A critical security vulnerability (CVE-2024-54676, CVSS 9.8) has been discovered in Apache OpenMeetings, a popular open-source platform for video conferencing and online collaboration. The flaw could allow attackers to execute arbitrary code on vulnerable systems, potentially compromising sensitive data and disrupting services.
The vulnerability stems from insecure deserialization of untrusted data in OpenMeetings’ cluster mode. This issue arises due to a lack of proper whitelisting and blacklisting configurations for OpenJPA, a Java persistence framework used by OpenMeetings. By exploiting this flaw, malicious actors could inject malicious code that would be executed by the server.

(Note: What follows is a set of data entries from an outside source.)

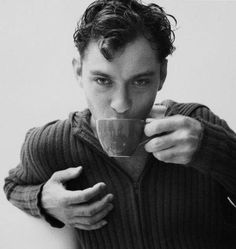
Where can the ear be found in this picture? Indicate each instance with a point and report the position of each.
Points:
(77, 66)
(163, 73)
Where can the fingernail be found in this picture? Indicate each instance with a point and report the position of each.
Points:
(110, 198)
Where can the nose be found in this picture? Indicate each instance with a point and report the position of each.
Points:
(120, 101)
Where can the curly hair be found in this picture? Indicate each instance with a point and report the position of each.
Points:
(114, 23)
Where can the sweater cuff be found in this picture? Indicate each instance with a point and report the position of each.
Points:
(210, 148)
(51, 220)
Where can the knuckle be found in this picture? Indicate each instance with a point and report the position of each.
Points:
(91, 212)
(90, 221)
(84, 197)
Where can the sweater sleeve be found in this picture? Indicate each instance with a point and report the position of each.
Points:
(24, 183)
(216, 153)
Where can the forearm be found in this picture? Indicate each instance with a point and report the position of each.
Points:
(216, 154)
(25, 197)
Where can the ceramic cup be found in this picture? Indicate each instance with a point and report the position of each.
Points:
(120, 137)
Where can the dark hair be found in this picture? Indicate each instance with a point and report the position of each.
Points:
(114, 23)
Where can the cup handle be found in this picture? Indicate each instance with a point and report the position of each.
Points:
(147, 139)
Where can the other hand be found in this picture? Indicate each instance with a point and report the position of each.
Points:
(177, 138)
(75, 208)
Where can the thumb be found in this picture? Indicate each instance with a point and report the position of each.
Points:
(157, 112)
(67, 174)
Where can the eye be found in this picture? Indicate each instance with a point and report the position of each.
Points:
(141, 82)
(102, 81)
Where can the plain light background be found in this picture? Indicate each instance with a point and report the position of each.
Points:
(37, 84)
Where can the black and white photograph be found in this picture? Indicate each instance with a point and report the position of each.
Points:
(118, 124)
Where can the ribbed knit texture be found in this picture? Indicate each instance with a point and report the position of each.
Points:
(170, 206)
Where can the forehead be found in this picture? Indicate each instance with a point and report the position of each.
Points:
(135, 56)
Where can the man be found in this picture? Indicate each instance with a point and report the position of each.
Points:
(174, 192)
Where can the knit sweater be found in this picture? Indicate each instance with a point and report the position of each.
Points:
(170, 206)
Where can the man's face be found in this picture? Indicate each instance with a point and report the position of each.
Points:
(125, 87)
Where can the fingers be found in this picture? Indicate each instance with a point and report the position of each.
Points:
(174, 155)
(158, 111)
(81, 196)
(158, 126)
(67, 174)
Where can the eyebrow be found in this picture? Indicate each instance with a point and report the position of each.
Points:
(143, 74)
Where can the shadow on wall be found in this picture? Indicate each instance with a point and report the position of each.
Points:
(20, 230)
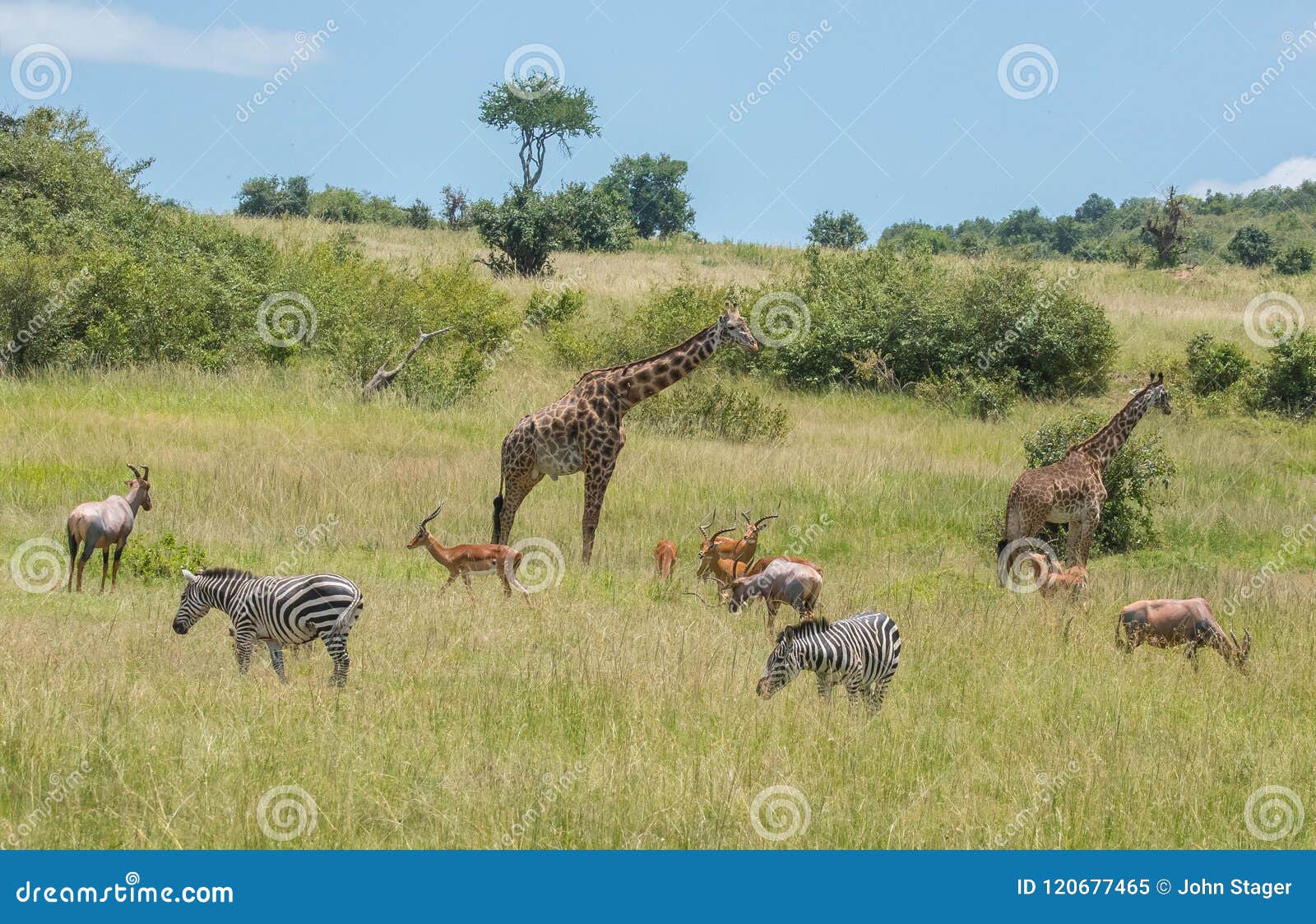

This vulnerability is particularly concerning because it affects the cluster mode, which is often used in enterprise environments where multiple servers work together to provide high availability and scalability. Exploiting this vulnerability could allow attackers to gain complete control over the entire cluster, significantly amplifying the impact of the attack.
The Apache OpenMeetings project has addressed the CVE-2024-54676 vulnerability in version 8.0.0. Users are strongly urged to upgrade to the latest version and implement the recommended security configurations as outlined in the updated documentation. These configurations involve specifying openjpa.serialization.class.blacklist and openjpa.serialization.class.whitelist in their startup scripts to restrict the types of data that can be deserialized.
This vulnerability was discovered by m0d9 from Tencent Yunding Lab. Their responsible disclosure allowed the Apache OpenMeetings team to develop and release a patch before any malicious exploitation was reported.